Il aurait suffi de fermer les yeux une dizaine de jours pour ne rien remarquer. Démantelé le 1er août, le camp de sans-abri s’est déjà reformé dans le square du Krimmeri, à La Meinau. Pourtant, ce jour-là, la préfecture du Bas-Rhin se targuait d’avoir proposé aux 191 personnes des orientations « adaptées à leur situation ».

(...) Parmi eux, Lucian. Ce Roumain de 53 ans a pris le bus et suivi les forces de l’ordre jusqu’au gymnase du Heyritz, lors du démantèlement du 1er août. Ce jour-là, il a reçu un bracelet vert parce qu’il a le droit de séjourner en France, et une feuille avec l’adresse d’un hôtel Formule 1 à Illkirch-Graffenstaden. Il a pu y rester sept jours. « Je ne sais pas ce que je suis censé faire après » (...)

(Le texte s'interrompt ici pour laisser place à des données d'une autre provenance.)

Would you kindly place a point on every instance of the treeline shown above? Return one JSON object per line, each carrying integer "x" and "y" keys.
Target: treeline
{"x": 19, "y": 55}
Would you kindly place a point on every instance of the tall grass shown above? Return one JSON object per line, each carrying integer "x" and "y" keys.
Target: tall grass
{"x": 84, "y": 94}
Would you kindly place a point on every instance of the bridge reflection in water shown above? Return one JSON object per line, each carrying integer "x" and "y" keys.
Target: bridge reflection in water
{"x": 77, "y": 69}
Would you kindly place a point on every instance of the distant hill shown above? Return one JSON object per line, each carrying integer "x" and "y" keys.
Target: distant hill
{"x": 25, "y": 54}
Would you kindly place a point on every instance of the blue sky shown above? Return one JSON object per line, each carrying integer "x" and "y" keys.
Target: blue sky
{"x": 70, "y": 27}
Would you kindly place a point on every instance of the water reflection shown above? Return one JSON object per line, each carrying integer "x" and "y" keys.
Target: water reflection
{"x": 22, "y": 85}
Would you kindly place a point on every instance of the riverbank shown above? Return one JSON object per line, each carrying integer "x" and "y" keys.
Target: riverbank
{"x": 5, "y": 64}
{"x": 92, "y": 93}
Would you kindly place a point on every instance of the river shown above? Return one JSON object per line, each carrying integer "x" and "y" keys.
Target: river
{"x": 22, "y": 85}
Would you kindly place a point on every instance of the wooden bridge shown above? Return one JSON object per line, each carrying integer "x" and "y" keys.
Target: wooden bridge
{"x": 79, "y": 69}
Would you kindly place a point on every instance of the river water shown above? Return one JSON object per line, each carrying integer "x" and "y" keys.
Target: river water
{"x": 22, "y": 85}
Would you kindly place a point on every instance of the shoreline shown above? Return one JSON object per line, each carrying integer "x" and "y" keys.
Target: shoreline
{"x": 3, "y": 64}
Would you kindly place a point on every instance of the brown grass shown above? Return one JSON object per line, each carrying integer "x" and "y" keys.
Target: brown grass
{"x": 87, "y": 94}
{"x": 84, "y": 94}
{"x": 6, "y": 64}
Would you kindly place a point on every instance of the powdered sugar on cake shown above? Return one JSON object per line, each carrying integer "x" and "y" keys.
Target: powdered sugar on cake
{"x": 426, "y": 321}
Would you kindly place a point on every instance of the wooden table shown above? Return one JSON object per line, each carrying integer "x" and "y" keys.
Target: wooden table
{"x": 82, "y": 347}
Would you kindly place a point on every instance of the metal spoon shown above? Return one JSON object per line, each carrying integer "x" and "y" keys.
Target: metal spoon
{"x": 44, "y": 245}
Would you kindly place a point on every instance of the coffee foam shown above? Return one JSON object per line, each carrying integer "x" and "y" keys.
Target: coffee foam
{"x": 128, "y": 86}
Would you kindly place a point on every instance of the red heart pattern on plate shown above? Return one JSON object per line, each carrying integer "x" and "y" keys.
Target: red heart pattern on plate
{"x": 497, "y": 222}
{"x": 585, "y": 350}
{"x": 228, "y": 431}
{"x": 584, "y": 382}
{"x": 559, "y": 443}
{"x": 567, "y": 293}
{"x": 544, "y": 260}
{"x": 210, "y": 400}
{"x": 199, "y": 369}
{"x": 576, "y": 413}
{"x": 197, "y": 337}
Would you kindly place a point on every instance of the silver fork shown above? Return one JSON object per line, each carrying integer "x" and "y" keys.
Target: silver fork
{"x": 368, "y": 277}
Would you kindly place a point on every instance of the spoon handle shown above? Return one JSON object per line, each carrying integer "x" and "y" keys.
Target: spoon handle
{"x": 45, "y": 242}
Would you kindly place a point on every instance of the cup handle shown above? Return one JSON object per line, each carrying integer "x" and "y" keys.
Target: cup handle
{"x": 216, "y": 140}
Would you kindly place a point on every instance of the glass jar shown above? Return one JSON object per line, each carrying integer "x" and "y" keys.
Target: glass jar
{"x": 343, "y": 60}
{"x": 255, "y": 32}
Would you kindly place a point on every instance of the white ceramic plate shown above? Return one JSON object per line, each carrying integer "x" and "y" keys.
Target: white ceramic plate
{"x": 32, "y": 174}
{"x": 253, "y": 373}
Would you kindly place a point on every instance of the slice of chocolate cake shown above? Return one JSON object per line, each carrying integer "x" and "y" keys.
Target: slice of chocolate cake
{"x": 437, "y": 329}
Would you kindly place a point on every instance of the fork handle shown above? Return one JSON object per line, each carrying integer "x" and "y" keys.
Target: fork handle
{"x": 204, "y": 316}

Lucian et Alfredo semblent las. Ils appellent le 115, numéro de l’hébergement d’urgence, tous les jours, en vain. « On a dû trouver de nouvelles tentes, ça sonne comme un cycle sans fin, ces démantèlements, avec toujours des promesses qu’on aura un toit pour être toujours déçu », soupire Lucian. Le 9 septembre, il commence une formation de soudeur pour pouvoir exercer son métier en intérim. « C’est l’agence qui m’a dit qu’il fallait un diplôme particulier, même si je faisais déjà ça en Roumanie. »

D’une tente à La Meinau à une tente à La Montagne verte

(...) Ali, Tchétchène de 42 ans, est en France depuis 2022. Il a passé un mois au camp du Krimmeri avant le démantèlement du 1er août et a refusé l’hébergement qui lui était proposé, hors de Strasbourg.

Soulevant le bas de son pantalon, il montre sa jambe artificielle. « Je ne peux pas aller trop loin, je n’ai plus de jambe », explique-t-il à l’aide d’une application de traduction. Déjà expulsé de France vers la Tchétchénie, il y a été emprisonné pendant treize mois et est revenu malgré tout : « Si je reste en Russie, je vais devoir aller sur le front en Ukraine. Mais je ne veux pas faire la guerre donc je préfère être ici, en Europe, même si c’est sous une tente. Qu’est-ce que je peux faire d’autre ? Il y a la guerre partout et je ne veux pas y prendre part, j’accepte ma situation. » (...)

Sumaya, une adolescente afghane, a obtenu une place dans un centre d’hébergement d’urgence pour demandeurs d’asile à Lampertheim, avec sa famille. Mais sa mère, Razzia, est en fauteuil roulant. Pour elle, cet hébergement dans une structure collective est loin d’être adapté. « Aller aux toilettes est impossible, son fauteuil ne passe pas et pour la douche c’est pareil, on doit l’aider à chaque fois », écrit sa fille par WhatsApp, vidéo à l’appui.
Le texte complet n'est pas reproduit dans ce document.